日日鵺的(新)

演劇ユニット鵺的と動物自殺倶楽部主宰、脚本家の高木登が年に二、三回綴る日々

人と人とは

・シアタートラムで『同じ夢』を観て、アートステーションZで有志の方とおしゃべりをするという土日だった。
・『同じ夢』を一緒に観に行ったのはこの人で、今年で二十五年のつきあいになる。友人でいちばん古いのがここのマスターで、四十五年目。次が安藤さんで三十四年目。
・彼らとは年中顔をあわせているわけではないが、会えばひたすら駄弁っている。何を構える必要もなく、しゃべりたいことをただしゃべる。たとえ一年二年顔をあわせなかったとしても、会えばふたたびおなじように駄弁るだろう。自分にとっての「友人」とはそういうものだ。自分が自分でいられる場所。
・なにしろ今年で四十八だから、この先そういう人びととの出会いがあるかどうかもわからない。芝居を始めたのも脚本家になったのも同時だから今年で十七年目、一生ものだなという出会いもあれば、こいつとは出会いたくなかったという不運もあった。でも人生に無駄はない。良い出会いがあるから悪い出会いの判断もつくし、逆もまた同じ。とはいえ人間関係で痛い目に遭うと人に対してネガティヴになってしまうのはいくつになっても変わらない。

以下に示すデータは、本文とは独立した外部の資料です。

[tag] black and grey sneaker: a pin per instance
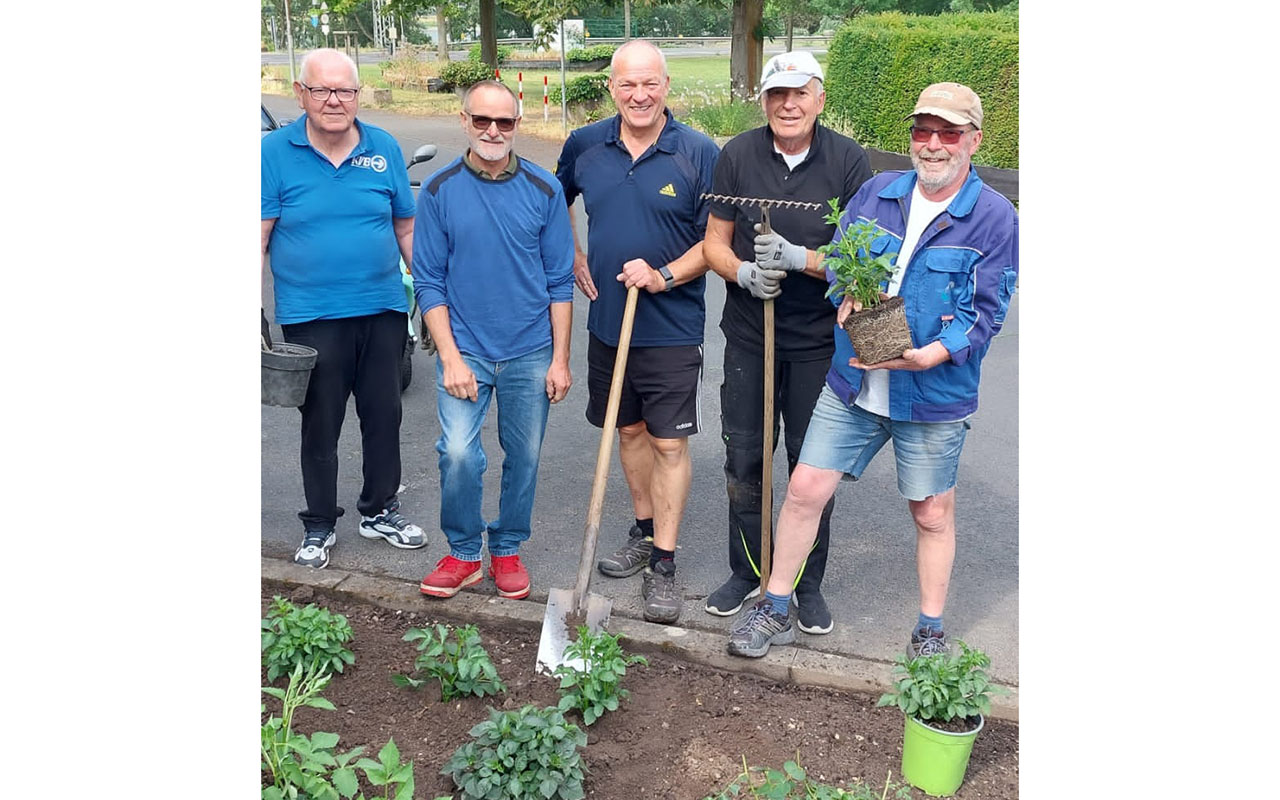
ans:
(814, 615)
(760, 630)
(727, 600)
(661, 593)
(392, 526)
(314, 551)
(926, 641)
(631, 558)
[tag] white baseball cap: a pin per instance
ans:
(790, 71)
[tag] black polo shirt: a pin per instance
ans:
(749, 167)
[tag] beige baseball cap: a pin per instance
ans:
(954, 103)
(790, 71)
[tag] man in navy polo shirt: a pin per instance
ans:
(493, 265)
(791, 158)
(641, 176)
(337, 218)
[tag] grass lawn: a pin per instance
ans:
(696, 82)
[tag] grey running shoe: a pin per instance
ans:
(661, 594)
(926, 641)
(814, 615)
(392, 526)
(631, 558)
(314, 551)
(760, 629)
(727, 600)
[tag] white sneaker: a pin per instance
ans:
(392, 526)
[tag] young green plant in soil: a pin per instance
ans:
(458, 662)
(307, 767)
(858, 274)
(791, 782)
(311, 636)
(878, 330)
(526, 753)
(598, 686)
(945, 690)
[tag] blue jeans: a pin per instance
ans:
(522, 406)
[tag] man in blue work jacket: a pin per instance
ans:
(956, 266)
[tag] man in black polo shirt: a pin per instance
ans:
(790, 158)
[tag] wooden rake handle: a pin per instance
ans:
(595, 508)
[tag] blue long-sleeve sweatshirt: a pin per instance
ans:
(498, 252)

Mrs.fictionsのスローガンが「人と人とは出会わなければならない」というもので、とても好きな言葉だ。彼ら自身だけでなく他人も鼓舞する力がある。こちらも出会って良かった、一生ものだと思われる人間にならなければならないという気分になる。健全だ。不健全な自分を脱しようという気になる。

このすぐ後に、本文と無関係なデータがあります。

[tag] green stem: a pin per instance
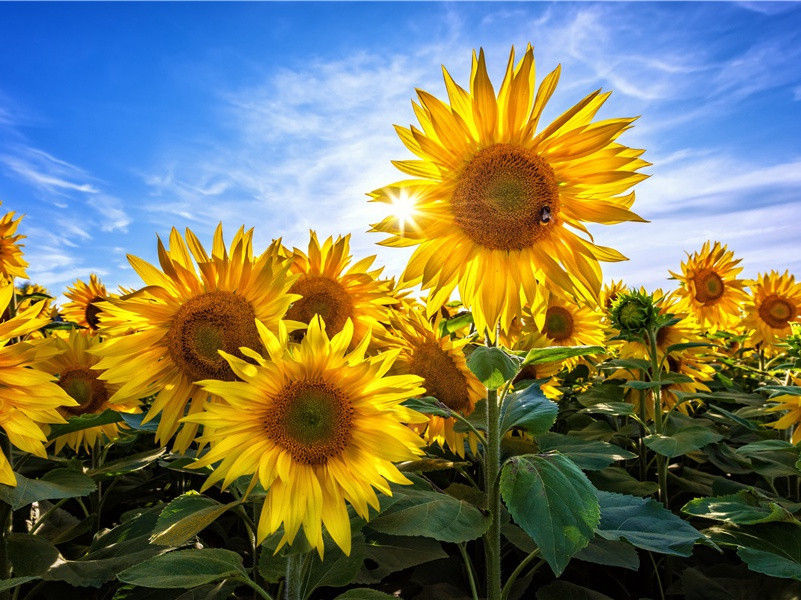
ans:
(507, 589)
(468, 565)
(492, 465)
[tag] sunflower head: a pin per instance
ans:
(497, 208)
(11, 262)
(773, 306)
(710, 289)
(317, 424)
(192, 308)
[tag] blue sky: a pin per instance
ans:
(118, 121)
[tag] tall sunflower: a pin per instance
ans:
(315, 425)
(330, 286)
(85, 297)
(441, 362)
(30, 398)
(497, 209)
(183, 316)
(710, 289)
(71, 359)
(772, 307)
(11, 262)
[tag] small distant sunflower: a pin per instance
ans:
(441, 362)
(710, 289)
(330, 286)
(493, 204)
(30, 398)
(183, 316)
(792, 418)
(316, 426)
(70, 359)
(85, 297)
(773, 306)
(11, 262)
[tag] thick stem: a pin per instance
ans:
(492, 465)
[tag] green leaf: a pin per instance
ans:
(646, 524)
(742, 508)
(552, 501)
(428, 405)
(365, 594)
(185, 568)
(58, 483)
(564, 590)
(492, 366)
(529, 409)
(770, 548)
(682, 441)
(186, 516)
(80, 422)
(430, 514)
(129, 464)
(591, 455)
(558, 353)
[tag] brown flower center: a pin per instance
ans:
(83, 386)
(92, 312)
(205, 324)
(506, 198)
(442, 377)
(311, 420)
(558, 324)
(777, 311)
(321, 296)
(708, 286)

・そんな力に押され、森久さんに誘われるまま、アートステーションZに出かけてきたわけです。「こそこそうちわ会」というスタッフさんを中心にした集まりで、毎回マンガやアニメについて語り合っているのだとか。ちとしゃべりすぎたかなと反省しているが、楽しい時間だった。森久さん、お話しできた皆さん、ありがとうございました。